OAH’S SACRIFICE is a fresco by Michelangelo Buonarroti, dating from about 1508-1510 and part of the decoration of the vault of the Sistine Chapel, in the Vatican Museums in Rome, commissioned by Julius II.
It is part of the nine Stories of Genesis, in particular it is the third to the last of the series, and the first of the three Stories of Noah, although it should follow, and not precede, the next scene of the Universal Flood. This may be related to symbolic reading of the scenes, but more likely it was primarily related to the desire to reserve one of the major boxes for the Flood.
These scenes went to compose a mosaic of the stories of humanity “ante legem,” that is, before Moses (whose stories are found in the panes on the walls by fifteenth century artists).

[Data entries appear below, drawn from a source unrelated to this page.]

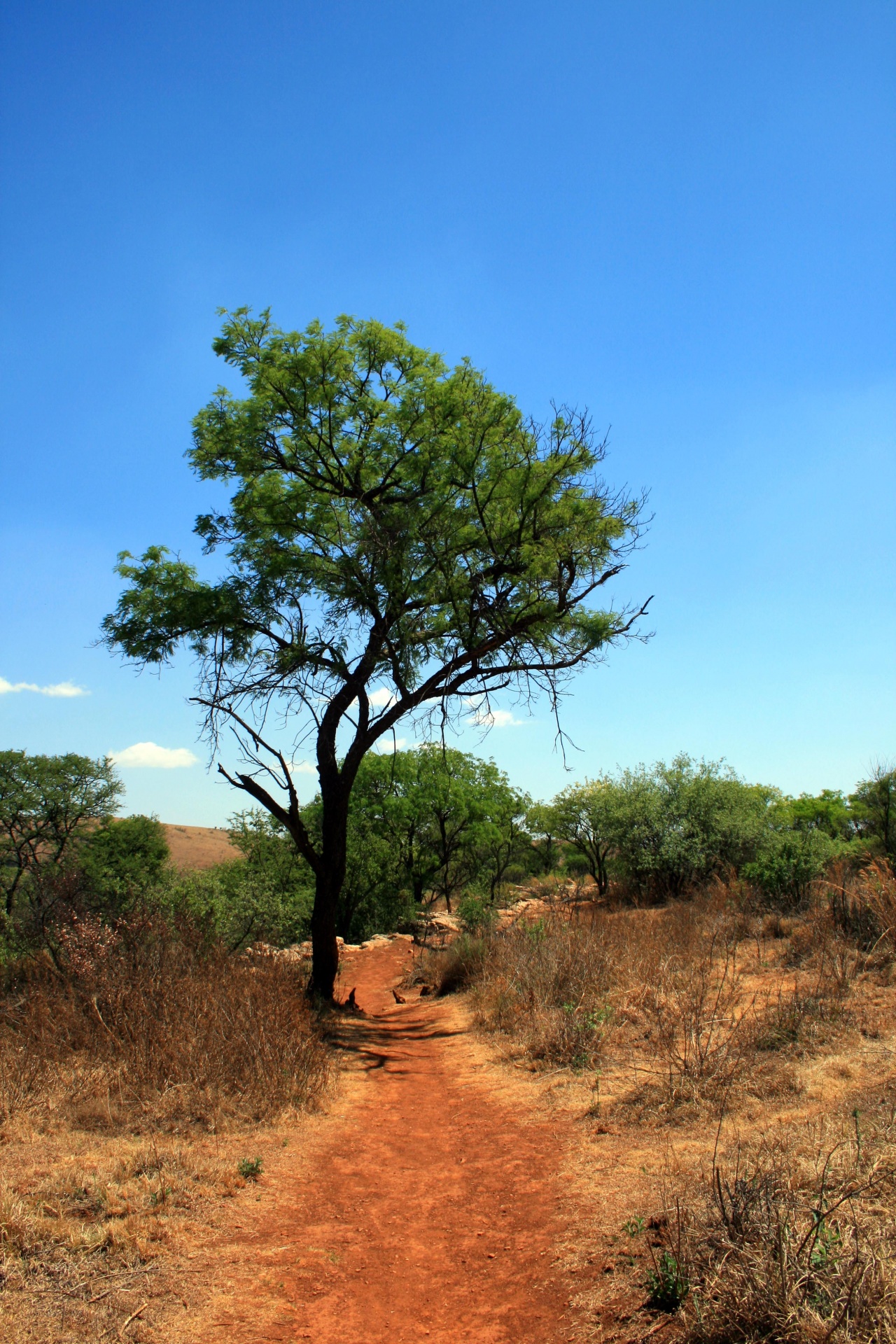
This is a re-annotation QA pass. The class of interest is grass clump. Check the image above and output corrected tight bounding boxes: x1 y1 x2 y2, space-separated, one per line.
0 916 326 1130
677 1103 896 1344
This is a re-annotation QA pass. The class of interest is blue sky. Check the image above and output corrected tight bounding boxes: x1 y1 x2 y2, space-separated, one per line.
0 0 896 824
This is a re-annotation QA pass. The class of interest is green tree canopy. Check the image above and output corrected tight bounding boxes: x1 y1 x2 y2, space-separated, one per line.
104 309 642 997
78 816 171 913
849 764 896 859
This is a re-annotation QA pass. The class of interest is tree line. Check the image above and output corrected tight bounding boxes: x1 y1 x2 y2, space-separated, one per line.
0 745 896 958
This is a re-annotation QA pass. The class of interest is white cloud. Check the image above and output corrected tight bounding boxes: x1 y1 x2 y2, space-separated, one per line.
466 699 523 729
373 734 407 755
0 676 90 700
367 685 396 710
289 761 317 774
108 742 199 770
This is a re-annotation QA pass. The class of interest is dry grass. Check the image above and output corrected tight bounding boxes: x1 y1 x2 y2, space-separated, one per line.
0 920 328 1341
650 1096 896 1344
462 864 896 1344
462 890 864 1118
0 919 326 1130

Each of these scenes of Genesis also had a backward reading linked to the foreshadowing of Holy Week, whose solemn celebrations took place in the chapel and provided for a procession that from the ceremonial entrance came to the altar.
The scene shows the sacrifice Noah made after saving himself with the ark from the flood, making peace with God: it is a fundamental moment in the stories of Salvation, for from the descendants of Noah will come the generations that will lead the people of Israel to the liberation from slavery and the coming of Christ.

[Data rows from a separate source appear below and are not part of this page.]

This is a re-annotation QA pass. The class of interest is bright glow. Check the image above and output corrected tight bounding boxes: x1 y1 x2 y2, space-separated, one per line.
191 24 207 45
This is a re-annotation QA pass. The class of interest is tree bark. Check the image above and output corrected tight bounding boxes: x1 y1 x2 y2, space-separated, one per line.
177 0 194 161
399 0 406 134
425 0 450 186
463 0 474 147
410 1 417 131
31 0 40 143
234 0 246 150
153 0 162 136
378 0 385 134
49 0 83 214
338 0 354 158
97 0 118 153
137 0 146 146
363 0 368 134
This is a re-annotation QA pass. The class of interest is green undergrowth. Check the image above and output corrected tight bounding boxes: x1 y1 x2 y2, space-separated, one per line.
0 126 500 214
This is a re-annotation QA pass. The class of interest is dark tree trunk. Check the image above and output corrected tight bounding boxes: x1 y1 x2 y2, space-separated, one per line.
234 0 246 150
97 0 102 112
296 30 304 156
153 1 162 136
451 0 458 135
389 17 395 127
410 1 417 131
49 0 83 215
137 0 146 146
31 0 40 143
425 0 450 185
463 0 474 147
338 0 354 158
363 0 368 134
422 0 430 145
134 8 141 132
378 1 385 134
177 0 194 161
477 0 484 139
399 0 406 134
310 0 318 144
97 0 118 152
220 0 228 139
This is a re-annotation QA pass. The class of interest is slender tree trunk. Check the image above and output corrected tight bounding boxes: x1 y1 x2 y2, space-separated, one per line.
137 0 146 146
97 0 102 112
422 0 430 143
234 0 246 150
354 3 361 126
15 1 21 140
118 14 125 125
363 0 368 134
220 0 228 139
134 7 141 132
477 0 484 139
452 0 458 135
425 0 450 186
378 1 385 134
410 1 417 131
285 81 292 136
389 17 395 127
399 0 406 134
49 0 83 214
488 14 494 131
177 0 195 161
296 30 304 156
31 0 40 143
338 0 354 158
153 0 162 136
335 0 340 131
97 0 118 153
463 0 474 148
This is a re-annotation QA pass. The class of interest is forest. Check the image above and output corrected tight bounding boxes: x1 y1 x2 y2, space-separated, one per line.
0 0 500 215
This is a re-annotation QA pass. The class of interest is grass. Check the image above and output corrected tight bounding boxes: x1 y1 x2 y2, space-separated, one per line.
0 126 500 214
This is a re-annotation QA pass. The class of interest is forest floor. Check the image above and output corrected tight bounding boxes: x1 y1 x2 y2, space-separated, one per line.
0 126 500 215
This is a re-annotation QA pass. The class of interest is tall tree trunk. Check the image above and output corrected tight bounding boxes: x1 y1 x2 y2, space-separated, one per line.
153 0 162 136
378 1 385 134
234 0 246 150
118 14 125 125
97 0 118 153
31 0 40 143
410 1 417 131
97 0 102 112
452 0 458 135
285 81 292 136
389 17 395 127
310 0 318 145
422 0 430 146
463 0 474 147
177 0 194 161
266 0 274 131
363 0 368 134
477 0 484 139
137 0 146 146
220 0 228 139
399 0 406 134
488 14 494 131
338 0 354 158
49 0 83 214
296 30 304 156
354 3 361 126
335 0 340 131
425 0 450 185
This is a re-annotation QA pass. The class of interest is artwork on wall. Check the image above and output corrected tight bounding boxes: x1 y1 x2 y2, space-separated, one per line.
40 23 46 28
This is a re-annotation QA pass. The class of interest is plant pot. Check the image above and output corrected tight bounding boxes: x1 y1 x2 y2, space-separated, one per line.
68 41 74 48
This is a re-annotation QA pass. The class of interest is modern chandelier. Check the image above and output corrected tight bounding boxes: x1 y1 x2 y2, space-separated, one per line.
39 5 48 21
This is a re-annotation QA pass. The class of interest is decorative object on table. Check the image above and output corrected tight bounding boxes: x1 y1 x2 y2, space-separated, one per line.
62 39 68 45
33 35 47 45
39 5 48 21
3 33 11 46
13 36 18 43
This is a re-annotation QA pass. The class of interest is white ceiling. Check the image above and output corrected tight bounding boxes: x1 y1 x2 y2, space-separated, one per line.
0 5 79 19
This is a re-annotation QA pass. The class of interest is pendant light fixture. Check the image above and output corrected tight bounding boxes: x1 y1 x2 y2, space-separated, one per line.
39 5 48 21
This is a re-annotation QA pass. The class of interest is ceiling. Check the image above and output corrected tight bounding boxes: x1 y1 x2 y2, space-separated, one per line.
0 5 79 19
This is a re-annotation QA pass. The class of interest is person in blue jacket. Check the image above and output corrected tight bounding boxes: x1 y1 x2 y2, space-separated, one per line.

The fresco, with a sharp and rather orderly composition, takes up the pattern of the ancient reliefs (Suovetaurilia), with the sacrifice in the center towards which the janitors converge with the animals in tow: two rams, a bull, two horses, even an elephant, barely visible in the background. The patriarch wears the same red tunic that is also seen in the background scene of Noah’s Intoxication. On the right you can see the elderly wife in profile, perhaps the work of collaborators, for the stiffer contours and a more summary model. The same goes for the young woman on the left dressed in green, who is helping to light the fire on the macaw with a torch and protects her face with one hand: it is a quote from a Roman sarcophagus with the story of Melagro.
In the foreground you can see a boy carrying a fascination with firewood and a young man who, sitting naked on a ram just cleared, is taking from the hands of another the entrails of an animal to vaccinate. Another young man, even naked, is behind him with his head facing the opening with fire inside the altar, to control it as if it were a furnace and maybe blow us to help him.